I think i found a solution for myself. Now my code looks like:

ticket = Tickets.objects.filter(
                sum__gte=0,
                date_expire__gte=timezone.now(),
                user_id=user.id,
                burned=False
            ).annotate(
                has_date=Func(F('date_expire'), Value(None), function='IFNULL')
            ).order_by(
                '-has_date',
                'date_expire'
            ).first()

I used annotate function of QuerySet to make a new value has_date which is using an SQL func IFNULL, that returns True if field date_expire is NULL.

SQL field in query must be something like this:

IFNULL("tickets"."date_expire", NULL) AS "has_date" 

And then i sort by -has_date first, to move all objects with True values under the False values.

Maybe there's a better way to do that, but that method works for my idea.

CodePudding user response:

You can use a F expression with nulls_first or nulls_last.

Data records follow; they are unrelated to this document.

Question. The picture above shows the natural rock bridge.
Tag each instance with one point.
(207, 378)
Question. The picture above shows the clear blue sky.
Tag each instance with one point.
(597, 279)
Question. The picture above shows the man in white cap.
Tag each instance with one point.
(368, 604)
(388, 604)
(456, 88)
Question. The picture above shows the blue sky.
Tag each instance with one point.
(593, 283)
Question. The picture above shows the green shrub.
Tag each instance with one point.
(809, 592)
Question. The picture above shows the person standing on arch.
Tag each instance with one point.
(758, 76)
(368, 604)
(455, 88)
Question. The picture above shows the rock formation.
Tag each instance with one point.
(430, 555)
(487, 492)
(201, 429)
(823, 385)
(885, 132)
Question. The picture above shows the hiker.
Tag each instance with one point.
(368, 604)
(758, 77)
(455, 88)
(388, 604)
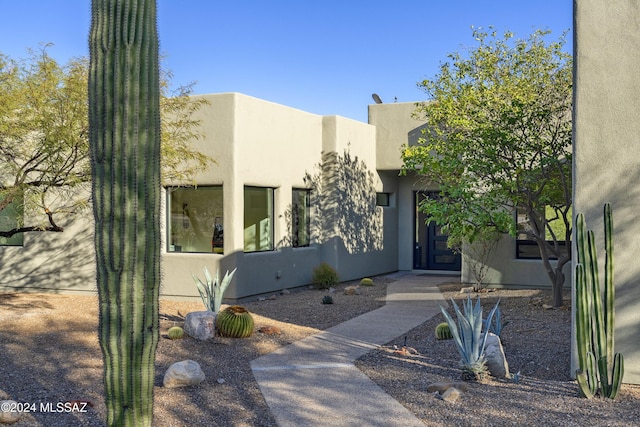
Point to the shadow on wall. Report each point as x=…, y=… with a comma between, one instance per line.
x=53, y=263
x=343, y=201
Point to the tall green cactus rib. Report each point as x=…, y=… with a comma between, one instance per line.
x=124, y=121
x=600, y=370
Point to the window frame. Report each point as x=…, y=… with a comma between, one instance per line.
x=295, y=223
x=270, y=191
x=216, y=244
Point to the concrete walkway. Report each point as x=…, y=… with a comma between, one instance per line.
x=313, y=382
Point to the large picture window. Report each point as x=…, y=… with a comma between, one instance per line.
x=258, y=219
x=300, y=218
x=11, y=218
x=195, y=219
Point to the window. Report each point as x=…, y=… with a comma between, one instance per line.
x=11, y=218
x=527, y=248
x=300, y=218
x=195, y=219
x=382, y=199
x=258, y=219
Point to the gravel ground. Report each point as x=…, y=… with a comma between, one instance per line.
x=536, y=342
x=49, y=354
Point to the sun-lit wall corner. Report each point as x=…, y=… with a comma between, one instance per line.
x=607, y=153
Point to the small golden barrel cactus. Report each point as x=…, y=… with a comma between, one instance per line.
x=443, y=332
x=234, y=322
x=175, y=333
x=366, y=282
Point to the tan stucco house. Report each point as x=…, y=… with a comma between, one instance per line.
x=289, y=190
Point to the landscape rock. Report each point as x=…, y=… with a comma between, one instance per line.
x=352, y=290
x=270, y=330
x=183, y=374
x=441, y=387
x=7, y=417
x=451, y=395
x=200, y=325
x=495, y=358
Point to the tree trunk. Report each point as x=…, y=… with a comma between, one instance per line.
x=124, y=120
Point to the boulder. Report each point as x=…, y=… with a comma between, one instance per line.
x=200, y=325
x=451, y=395
x=495, y=358
x=183, y=374
x=352, y=290
x=441, y=387
x=7, y=416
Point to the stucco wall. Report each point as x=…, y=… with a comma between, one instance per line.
x=395, y=126
x=607, y=148
x=271, y=145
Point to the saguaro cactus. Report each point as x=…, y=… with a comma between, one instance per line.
x=124, y=121
x=595, y=315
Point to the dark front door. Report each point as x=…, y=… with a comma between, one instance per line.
x=430, y=250
x=439, y=256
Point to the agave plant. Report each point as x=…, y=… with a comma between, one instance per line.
x=211, y=290
x=469, y=336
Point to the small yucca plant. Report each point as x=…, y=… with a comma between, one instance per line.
x=443, y=332
x=324, y=276
x=211, y=290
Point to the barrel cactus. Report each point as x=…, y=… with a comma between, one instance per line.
x=443, y=332
x=175, y=333
x=234, y=322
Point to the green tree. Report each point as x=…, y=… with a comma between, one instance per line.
x=124, y=148
x=498, y=138
x=44, y=139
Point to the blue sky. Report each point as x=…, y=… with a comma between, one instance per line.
x=325, y=57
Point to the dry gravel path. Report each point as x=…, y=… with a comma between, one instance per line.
x=49, y=353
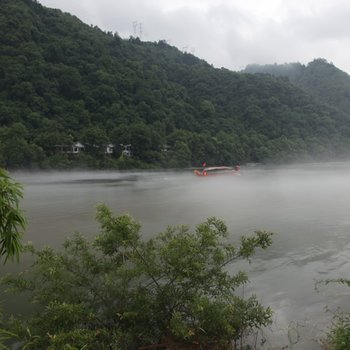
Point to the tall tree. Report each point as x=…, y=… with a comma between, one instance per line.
x=12, y=221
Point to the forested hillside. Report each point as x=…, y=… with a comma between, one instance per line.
x=319, y=78
x=63, y=82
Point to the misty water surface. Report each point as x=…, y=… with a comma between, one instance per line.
x=308, y=207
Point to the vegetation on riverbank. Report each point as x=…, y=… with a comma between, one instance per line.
x=62, y=82
x=122, y=292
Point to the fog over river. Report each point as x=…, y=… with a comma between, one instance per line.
x=307, y=206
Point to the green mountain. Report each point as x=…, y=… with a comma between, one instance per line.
x=62, y=82
x=319, y=78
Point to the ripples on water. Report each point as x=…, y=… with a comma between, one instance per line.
x=307, y=206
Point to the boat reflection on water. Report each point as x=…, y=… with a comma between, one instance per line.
x=218, y=170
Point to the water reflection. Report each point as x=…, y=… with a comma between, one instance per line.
x=307, y=206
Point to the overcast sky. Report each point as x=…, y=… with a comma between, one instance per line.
x=229, y=33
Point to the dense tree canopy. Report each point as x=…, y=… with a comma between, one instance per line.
x=122, y=292
x=62, y=82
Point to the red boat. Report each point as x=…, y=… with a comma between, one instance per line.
x=218, y=170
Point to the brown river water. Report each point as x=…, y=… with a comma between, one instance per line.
x=307, y=206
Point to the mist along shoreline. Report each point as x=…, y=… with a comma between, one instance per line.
x=307, y=206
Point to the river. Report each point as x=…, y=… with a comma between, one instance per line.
x=307, y=206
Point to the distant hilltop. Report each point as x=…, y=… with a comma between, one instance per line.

Check the Using F() to sort null values on the django documentation.

In your case:

from django.db.models import F

ticket = Tickets.objects.filter(
            sum__gte=0,
            date_expire__gte=timezone.now(),
            user_id=user.id,
            burned=False
        ).order_by(
            F('date_expire').desc(nulls_last=True)
        ).first()

CodePudding user response:

Probably not the official solution:

One method is to introduce a value that represents a ceiling value. So instead of using None for date_expire use a date 1000 years in the future like 12/31/3000. That way this date is always later than your current dates.